Kinetic properties of microtubule-activated 13 s and 21 s dynein ATPases: evidence for allosteric behaviour associated with the inner row and outer row dynein arms

The 13 S and 21 S dynein ATPases from Tetrahymena cilia rebind to extracted doublet microtubules as inner row and outer row arms. Rebinding is accompanied by four- to ninefold activation of the ATPase activity. The soluble (microtubule-free) forms of the two dyneins exhibit simple saturation kinetics (h = 1.0) with Vmax much less than mumol Pi mg-1 min-1 and Km = 20–40 microM-ATP. Mixing a fixed quantity of free dynein with increasing concentrations of extracted doublets results in systematic increases in all three kinetic parameters for each dynein.

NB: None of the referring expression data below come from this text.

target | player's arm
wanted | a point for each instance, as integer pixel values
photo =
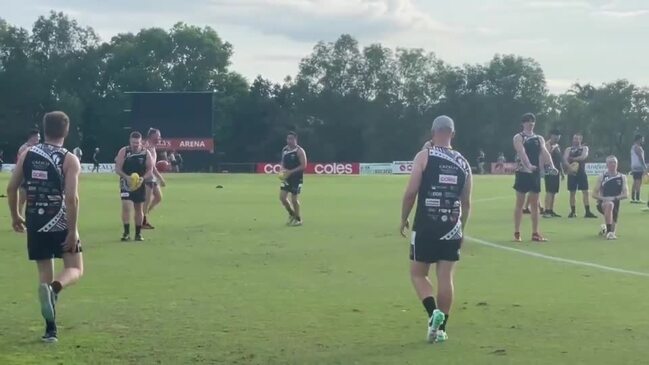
(520, 151)
(465, 199)
(640, 153)
(12, 195)
(150, 166)
(625, 189)
(545, 154)
(119, 163)
(71, 170)
(301, 155)
(596, 193)
(584, 154)
(410, 196)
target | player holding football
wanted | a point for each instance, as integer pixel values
(292, 176)
(531, 152)
(440, 183)
(611, 187)
(576, 156)
(155, 181)
(133, 159)
(51, 176)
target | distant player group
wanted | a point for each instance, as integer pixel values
(440, 184)
(536, 157)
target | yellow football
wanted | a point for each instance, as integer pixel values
(135, 182)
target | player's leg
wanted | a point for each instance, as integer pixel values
(445, 293)
(424, 289)
(536, 235)
(138, 208)
(295, 202)
(283, 198)
(518, 215)
(127, 208)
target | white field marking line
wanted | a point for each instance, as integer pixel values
(490, 199)
(559, 259)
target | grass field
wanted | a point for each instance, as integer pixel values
(223, 281)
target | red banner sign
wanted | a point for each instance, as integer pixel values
(334, 168)
(187, 144)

At infinite concentrations of doublets and ATP, each enzyme undergoes a significant shift to sigmoid saturation kinetics (h = 2–3), Vmax increases to a turnover rate of about 90 mol ATP per mol Es-1 and the Michaelis constant increases to much greater than 100 microM-ATP. These data suggest that both enzymes are allosteric and can be interpreted in terms of positive cooperativity relative to a minimum of two or three interacting sites. It is less clear whether this cooperativity is related to subunit interactions within the 21 S or 13 S particles, or to subunit interactions between adjacent particles (arms) on the microtubule lattice.